Слезы Марии Викторовны превратились в стекляшки.
– Конечно! А я ведь вырастила, выкормила, головы не ломала. А теперь ничего, что ли? Только слова – да и опять на бытовку старой матери. Такая благодарность!
Этот приём уже играл в детстве, когда она дала ему попасть в учительскую и плакала на крыльце. Но внутри всё стягивалось на ядрышке. Афанасий понимал, что его контролируют.
– Мама, ты мне нужна. Просто… дай мне решать.
– Эх, наш дитё, – Мария Викторовна вздохнула, прижимаясь к его руке. – Ты слишком доверчив. Думаешь, я не вижу, как эта Аринка мечтает завладеть. О-о, мужчина с апартами и золотыми монетами на кармане. Уже, небось, свадебный зелёный занавесок куплен.
Афанасий молчал, вспоминая, как Арина приносила ему красную герань, а он объяснял, что квартира – это всего лишь плателье матери. Но было лень отвечать, когда яд уже витал.
Ночью он проснулся от запаха свежей баранины. Мама снова кормила его, заботясь о нелепых делах. Она рассказала о предательстве Светланки, той волхвоватой женщины из таксофона, которая три месяца подкидывала ему старинные фотоальбомы, забытые в мастерской, где он solderил проводки.
– А тебе довелось видеть, как волхвы пляшут под гитары? – спросила Мария Викторовна за утренним кофе. – Они вместо рулета идиотские верёвки вяжут.
Афанасий вышел на балкон, где тучи покрывали золотой свет. Ему вспомнился отец – бывший инженер, пьяный и седой. Его слова: «Не давай семье превратиться в чернильную лужу. Она поглотит всё». Но он не знал, что значит это проклятие.
Вечером пришла Арина. Мария Викторовна, спрятавшись за шторы, зачёркивала красным каждое её слово. Она сплетала интриги, пока Арина молчала, с зелёным халатом на плечах.
– Вы моя свекровь, значит? – Аркина улыбнулась. – Спасибо, что он наконец ввели в свет.
– Да-да, – соврала Мария Викторовна, поцеловав невидимую ладонь. – Меня зовут Мария, а вот его имя больное. Тут, небось, Иван Васильевич играет в карты.
Афанасий стоял, отломленный. Он видел, как через разговоры мать вычёркивает её из будущего. Когда чашка с чаёком в серебряной вазе упала наповал, он схватил Арину за руку.
– Пойдём, – шепнул он, когда Мария Викторовна начала рассказывать о мошеннице из таксофона третий раз.
В коридоре было тихо. Скрип гвоздёй в старых стенах напоминал ему детские колыбельки. Арина молчала, как зелёная водка, налитая в гранёный стакан.
– Ты в порядке? – спросила она.
– Нет, – Афанасий остановился у двери. – Я ни о чём не думаю, когда она рядом. Это яд.
На следующий день Афанасий рвёт остаток цепких восьмёрок. Мария Викторовна, сидя на табурете, будто никогда не росла – неподвижная, но живая в воспоминаниях. Её голос звучал, как ветер в пустых трубых.
– Ты уйдёшь от меня. И будет пусто. – Глаза её стали плоскими, без тени.
– Нет, – твёрдо сказал он. – Я оставлю тебя в прошлом, где ты ведёшь мои судьбы.
Она смотрела, как мёртвая. Он ушёл, оставив одни объятия пустоты. Где-то в душе пролился свет, льющийся из единственного окна его комнаты.

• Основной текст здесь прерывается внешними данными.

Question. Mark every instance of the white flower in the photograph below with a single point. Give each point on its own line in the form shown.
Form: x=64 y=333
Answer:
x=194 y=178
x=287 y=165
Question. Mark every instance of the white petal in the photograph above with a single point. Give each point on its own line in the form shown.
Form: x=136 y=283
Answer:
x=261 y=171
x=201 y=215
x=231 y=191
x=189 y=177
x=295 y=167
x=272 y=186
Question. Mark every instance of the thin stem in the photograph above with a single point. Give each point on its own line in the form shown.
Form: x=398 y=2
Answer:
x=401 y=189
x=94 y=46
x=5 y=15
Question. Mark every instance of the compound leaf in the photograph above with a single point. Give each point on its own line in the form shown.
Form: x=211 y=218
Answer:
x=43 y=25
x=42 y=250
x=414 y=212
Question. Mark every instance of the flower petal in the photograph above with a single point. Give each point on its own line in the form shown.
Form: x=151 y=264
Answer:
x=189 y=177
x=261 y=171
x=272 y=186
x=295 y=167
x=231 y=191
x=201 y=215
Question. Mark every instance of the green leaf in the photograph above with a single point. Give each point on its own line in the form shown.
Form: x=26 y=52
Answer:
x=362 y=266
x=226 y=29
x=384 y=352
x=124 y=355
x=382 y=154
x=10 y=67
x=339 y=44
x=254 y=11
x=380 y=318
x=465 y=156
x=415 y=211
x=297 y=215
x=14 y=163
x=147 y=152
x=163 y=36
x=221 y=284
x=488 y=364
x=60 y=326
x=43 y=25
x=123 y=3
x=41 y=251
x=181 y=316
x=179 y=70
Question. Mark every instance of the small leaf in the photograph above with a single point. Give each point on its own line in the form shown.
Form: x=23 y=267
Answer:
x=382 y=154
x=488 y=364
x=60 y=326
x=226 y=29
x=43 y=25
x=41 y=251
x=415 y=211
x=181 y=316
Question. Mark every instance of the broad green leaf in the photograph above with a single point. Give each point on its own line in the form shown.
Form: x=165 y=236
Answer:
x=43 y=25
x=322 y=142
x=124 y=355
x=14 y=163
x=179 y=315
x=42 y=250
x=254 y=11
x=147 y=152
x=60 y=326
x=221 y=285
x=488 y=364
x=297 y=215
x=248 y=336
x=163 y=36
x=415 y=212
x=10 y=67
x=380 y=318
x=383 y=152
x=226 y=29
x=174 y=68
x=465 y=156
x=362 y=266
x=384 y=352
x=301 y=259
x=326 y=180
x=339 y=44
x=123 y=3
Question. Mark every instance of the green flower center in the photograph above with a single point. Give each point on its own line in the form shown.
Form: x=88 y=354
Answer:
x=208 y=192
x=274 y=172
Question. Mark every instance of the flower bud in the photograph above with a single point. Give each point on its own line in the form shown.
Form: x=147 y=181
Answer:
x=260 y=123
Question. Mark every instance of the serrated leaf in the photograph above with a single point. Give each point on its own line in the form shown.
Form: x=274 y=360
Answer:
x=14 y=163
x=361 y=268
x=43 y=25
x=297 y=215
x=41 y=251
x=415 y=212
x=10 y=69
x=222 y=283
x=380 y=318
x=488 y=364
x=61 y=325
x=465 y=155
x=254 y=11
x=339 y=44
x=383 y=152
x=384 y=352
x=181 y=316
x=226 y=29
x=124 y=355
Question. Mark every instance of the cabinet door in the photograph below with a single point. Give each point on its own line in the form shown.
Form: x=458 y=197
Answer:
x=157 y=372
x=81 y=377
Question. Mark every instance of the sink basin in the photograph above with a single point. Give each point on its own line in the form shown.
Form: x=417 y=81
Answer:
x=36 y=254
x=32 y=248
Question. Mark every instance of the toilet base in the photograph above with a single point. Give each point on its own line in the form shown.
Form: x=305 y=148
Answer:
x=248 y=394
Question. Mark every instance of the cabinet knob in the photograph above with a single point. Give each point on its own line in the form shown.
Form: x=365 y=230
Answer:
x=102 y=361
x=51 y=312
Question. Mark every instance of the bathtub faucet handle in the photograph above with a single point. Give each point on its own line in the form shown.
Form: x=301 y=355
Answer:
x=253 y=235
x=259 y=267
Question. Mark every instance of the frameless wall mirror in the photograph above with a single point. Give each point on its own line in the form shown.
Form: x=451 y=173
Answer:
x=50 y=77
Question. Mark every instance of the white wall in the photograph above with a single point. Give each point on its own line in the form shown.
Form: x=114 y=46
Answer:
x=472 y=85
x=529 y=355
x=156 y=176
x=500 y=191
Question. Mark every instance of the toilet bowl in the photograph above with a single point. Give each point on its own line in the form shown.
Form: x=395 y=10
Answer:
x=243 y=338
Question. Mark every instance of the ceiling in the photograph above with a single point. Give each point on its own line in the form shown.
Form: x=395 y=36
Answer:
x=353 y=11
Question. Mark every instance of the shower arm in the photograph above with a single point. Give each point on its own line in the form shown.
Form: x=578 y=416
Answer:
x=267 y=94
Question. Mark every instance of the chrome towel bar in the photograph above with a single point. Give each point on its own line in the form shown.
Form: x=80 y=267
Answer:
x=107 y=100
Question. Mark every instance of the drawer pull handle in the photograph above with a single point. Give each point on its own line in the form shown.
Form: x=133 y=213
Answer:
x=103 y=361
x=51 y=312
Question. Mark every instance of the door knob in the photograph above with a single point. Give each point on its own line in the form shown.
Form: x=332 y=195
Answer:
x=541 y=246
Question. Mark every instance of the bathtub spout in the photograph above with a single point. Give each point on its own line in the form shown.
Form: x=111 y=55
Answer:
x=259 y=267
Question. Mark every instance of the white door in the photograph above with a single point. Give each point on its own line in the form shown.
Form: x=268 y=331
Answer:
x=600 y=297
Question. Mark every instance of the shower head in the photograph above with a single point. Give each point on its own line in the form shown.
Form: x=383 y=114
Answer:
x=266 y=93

Три дня спустя, уже в апартаментах с Ариной (частный домик с бассейном в золотых монетах), он получил звонок матери.
– Афанасий, – сказала она. – Я поняла. Приходи. – В её голосе проскользнуло что-то новое: будто детская забытая грусть, найденная в старом сундуке.
Он пришёл. Дом был пуст – но везде разбросаны цветы и фотографии. Она сидела на стуле, улыбаясь.
– Я уеду, – сказала. – В таких местах, которые лучше, чем тени. Ты будешь свободен.
Афанасий крепко её обнял. Впервые он чувствовал, как стены отпускают его. После долгих лет душистика, она вдруг превратилась в материнскую ласку, чистую и тихую.
Потом он ушёл. Арина ждала. Вечером они сидели при свечах, обсуждая путешествие в Кавказ. Мария Викторовна осталась одна, но с чувством, что её сын жив. И что теперь он сделал её искренне счастливой.